Banned Books Week: What To Read

You didn’t think that we’d let Banned Books Week get away without giving you some homework, did you? Of course not!

One of the top reasons books are banned or challenged in schools is due to LGBTQ+ content. At HGLHC, we feel that it’s important for kids to be exposed to literature by and about all kinds of people, including LGBTQ+ people. So, here’s our Banned Books 2022 Reading List!
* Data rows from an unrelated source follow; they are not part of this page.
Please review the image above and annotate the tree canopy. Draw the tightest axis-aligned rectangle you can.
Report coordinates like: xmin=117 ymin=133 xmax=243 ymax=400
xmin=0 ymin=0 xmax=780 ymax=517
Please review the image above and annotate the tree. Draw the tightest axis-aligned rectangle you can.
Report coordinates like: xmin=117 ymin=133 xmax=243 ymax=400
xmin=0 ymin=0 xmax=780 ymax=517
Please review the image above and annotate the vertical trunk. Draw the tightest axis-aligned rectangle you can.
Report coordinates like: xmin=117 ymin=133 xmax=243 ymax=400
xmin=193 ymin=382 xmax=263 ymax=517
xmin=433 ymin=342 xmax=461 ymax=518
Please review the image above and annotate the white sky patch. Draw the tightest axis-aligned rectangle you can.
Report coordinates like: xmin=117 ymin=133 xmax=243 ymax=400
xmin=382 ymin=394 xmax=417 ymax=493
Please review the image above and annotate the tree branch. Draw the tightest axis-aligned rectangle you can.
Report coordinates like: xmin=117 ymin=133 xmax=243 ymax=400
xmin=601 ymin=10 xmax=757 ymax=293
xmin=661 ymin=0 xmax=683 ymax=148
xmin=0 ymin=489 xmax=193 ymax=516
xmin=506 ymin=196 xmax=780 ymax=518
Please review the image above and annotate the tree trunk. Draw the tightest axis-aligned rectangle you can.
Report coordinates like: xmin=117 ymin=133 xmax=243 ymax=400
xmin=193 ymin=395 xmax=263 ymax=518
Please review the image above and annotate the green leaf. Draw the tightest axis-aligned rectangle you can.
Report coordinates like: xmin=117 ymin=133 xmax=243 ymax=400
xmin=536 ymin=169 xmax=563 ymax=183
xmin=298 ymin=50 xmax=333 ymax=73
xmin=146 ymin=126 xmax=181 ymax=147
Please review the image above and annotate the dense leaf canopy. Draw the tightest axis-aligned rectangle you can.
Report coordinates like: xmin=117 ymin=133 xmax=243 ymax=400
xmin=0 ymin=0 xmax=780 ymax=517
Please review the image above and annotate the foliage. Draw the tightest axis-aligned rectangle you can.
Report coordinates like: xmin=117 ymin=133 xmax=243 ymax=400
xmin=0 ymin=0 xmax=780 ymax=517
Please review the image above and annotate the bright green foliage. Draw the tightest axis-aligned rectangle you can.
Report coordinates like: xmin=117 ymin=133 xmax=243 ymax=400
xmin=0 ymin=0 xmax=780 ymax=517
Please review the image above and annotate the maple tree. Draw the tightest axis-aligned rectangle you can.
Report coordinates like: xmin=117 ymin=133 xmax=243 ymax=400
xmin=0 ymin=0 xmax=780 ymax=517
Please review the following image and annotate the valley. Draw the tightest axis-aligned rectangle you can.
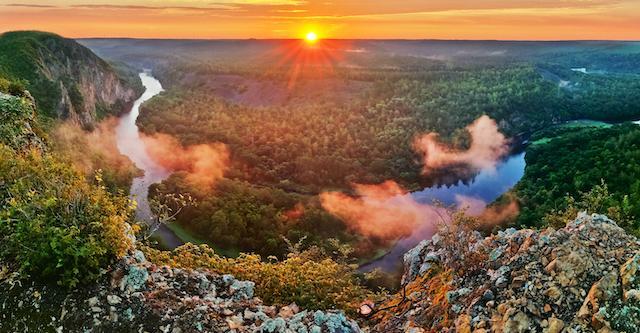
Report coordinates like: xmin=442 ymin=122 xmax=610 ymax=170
xmin=0 ymin=32 xmax=640 ymax=332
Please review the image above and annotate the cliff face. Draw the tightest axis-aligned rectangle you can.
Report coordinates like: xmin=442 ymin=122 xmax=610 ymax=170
xmin=0 ymin=251 xmax=360 ymax=333
xmin=0 ymin=32 xmax=142 ymax=127
xmin=375 ymin=214 xmax=640 ymax=333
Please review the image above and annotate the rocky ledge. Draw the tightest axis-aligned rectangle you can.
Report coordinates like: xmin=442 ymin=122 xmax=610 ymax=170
xmin=376 ymin=213 xmax=640 ymax=333
xmin=0 ymin=251 xmax=360 ymax=333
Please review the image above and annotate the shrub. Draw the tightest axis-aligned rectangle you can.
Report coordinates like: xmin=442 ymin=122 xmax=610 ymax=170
xmin=144 ymin=244 xmax=380 ymax=313
xmin=0 ymin=144 xmax=133 ymax=287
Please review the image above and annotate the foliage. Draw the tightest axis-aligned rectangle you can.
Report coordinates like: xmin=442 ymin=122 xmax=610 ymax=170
xmin=0 ymin=31 xmax=141 ymax=119
xmin=514 ymin=124 xmax=640 ymax=233
xmin=143 ymin=193 xmax=197 ymax=239
xmin=0 ymin=96 xmax=39 ymax=150
xmin=144 ymin=244 xmax=379 ymax=313
xmin=543 ymin=180 xmax=640 ymax=231
xmin=150 ymin=173 xmax=353 ymax=257
xmin=0 ymin=144 xmax=133 ymax=287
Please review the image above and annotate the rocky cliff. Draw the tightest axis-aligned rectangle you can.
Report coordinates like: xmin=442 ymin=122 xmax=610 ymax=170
xmin=0 ymin=251 xmax=360 ymax=333
xmin=0 ymin=31 xmax=142 ymax=127
xmin=375 ymin=214 xmax=640 ymax=333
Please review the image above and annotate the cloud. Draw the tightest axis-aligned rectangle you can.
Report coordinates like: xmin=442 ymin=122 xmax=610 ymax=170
xmin=455 ymin=194 xmax=520 ymax=229
xmin=320 ymin=180 xmax=446 ymax=241
xmin=413 ymin=116 xmax=508 ymax=174
xmin=51 ymin=118 xmax=136 ymax=182
xmin=142 ymin=134 xmax=229 ymax=189
xmin=2 ymin=3 xmax=56 ymax=8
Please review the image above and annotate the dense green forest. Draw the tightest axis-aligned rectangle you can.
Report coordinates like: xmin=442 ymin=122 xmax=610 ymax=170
xmin=151 ymin=173 xmax=360 ymax=257
xmin=514 ymin=124 xmax=640 ymax=233
xmin=0 ymin=79 xmax=133 ymax=287
xmin=138 ymin=56 xmax=640 ymax=255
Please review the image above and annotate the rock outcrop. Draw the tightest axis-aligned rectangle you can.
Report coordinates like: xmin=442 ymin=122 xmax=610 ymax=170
xmin=375 ymin=213 xmax=640 ymax=333
xmin=0 ymin=91 xmax=46 ymax=151
xmin=0 ymin=251 xmax=360 ymax=333
xmin=0 ymin=31 xmax=142 ymax=127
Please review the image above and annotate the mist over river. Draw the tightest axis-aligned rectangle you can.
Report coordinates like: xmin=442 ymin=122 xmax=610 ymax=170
xmin=116 ymin=72 xmax=183 ymax=248
xmin=360 ymin=153 xmax=526 ymax=272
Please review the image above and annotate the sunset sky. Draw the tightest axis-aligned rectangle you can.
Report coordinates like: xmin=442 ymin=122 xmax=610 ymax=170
xmin=0 ymin=0 xmax=640 ymax=40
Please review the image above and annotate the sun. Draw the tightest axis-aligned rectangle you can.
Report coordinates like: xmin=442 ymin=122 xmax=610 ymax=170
xmin=304 ymin=31 xmax=318 ymax=44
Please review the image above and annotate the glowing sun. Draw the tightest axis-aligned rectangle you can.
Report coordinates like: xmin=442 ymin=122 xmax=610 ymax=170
xmin=304 ymin=31 xmax=318 ymax=44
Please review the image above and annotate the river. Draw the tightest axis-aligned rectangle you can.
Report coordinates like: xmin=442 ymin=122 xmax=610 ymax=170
xmin=360 ymin=153 xmax=526 ymax=272
xmin=116 ymin=72 xmax=183 ymax=249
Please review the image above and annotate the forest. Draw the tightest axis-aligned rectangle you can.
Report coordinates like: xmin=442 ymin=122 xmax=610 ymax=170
xmin=514 ymin=124 xmax=640 ymax=234
xmin=138 ymin=50 xmax=640 ymax=257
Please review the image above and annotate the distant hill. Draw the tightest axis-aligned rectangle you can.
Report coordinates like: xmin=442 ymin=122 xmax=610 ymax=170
xmin=0 ymin=31 xmax=142 ymax=127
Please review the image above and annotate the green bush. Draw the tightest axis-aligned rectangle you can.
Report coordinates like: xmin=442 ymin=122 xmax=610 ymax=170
xmin=144 ymin=243 xmax=381 ymax=314
xmin=0 ymin=143 xmax=133 ymax=287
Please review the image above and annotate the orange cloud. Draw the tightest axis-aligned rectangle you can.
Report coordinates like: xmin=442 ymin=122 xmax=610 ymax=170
xmin=142 ymin=134 xmax=229 ymax=189
xmin=320 ymin=180 xmax=446 ymax=240
xmin=0 ymin=0 xmax=640 ymax=40
xmin=413 ymin=116 xmax=508 ymax=174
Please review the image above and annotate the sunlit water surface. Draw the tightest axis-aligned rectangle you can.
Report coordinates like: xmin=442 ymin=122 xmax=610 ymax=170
xmin=116 ymin=72 xmax=182 ymax=248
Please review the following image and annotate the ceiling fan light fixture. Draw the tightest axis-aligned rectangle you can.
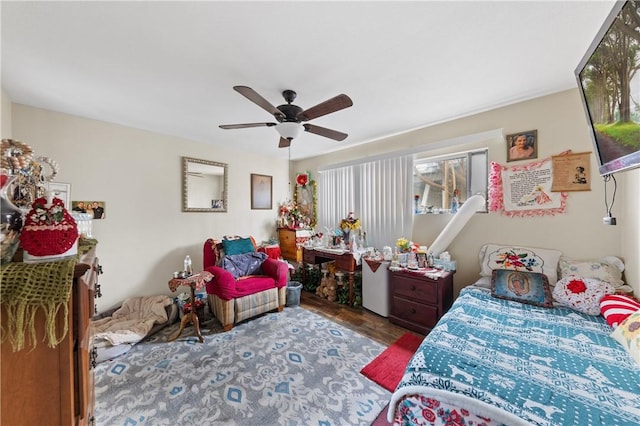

  1. All Boys Aren’t Blue by George M. Johnson: In a series of personal essays, prominent journalist and LGBTQIA+ activist George M. Johnson explores his childhood, adolescence, and college years in New Jersey and Virginia. Not only was this book removed from school libraries across the US, it was even the subject of a criminal complaint against a school superintendent for making the book available to students. The sheriff’s office determined that there was no legal violation and the situation did not warrant further investigation.
  2. Gender Queer by Maia Kobabe: This graphic novel has become one of the most-banned books in schools in recent years. Maia’s intensely cathartic autobiography charts eir journey of self-identity, which includes the mortification and confusion of adolescent crushes, grappling with how to come out to family and society, bonding with friends over erotic gay fanfiction, and facing the trauma and fundamental violation of pap smears.
  3. Melissa by Alex Gino: When people look at George, they think they see a boy. But she knows she’s not a boy. She knows she’s a girl. George thinks she’ll have to keep this a secret forever. Then her teacher announces that their class play is going to be Charlotte’s Web. George really, really, REALLY wants to play Charlotte. But the teacher says she can’t even try out for the part . . . because she’s a boy. From this it’s probably pretty obvious why anti-LGBTQ+ folks are always challenging this one.
  4. The Bell Jar by Sylvia Plath: Technically not banned for LGBTQ+ themes, The Bell Jar was banned in some high schools at its publication for its rejection of traditional women’s gender roles. The Bell Jar chronicles the crack-up of Esther Greenwood: young, brilliant, beautiful, and enormously talented, but slowly going under—maybe for the last time. 
  5. The Color Purple by Alice Walker: This classic has been banned by schools all over the country since its publication in part because it talks about lesbian relationships. The Color Purple depicts the lives of African American women in early twentieth-century rural Georgia. Separated as girls, sisters Celie and Nettie sustain their loyalty to and hope in each other across time, distance and silence. Through a series of letters spanning twenty years, first from Celie to God, then the sisters to each other despite the unknown, the novel draws readers into its rich and memorable portrayals of Celie, Nettie, Shug Avery and Sofia and their experience.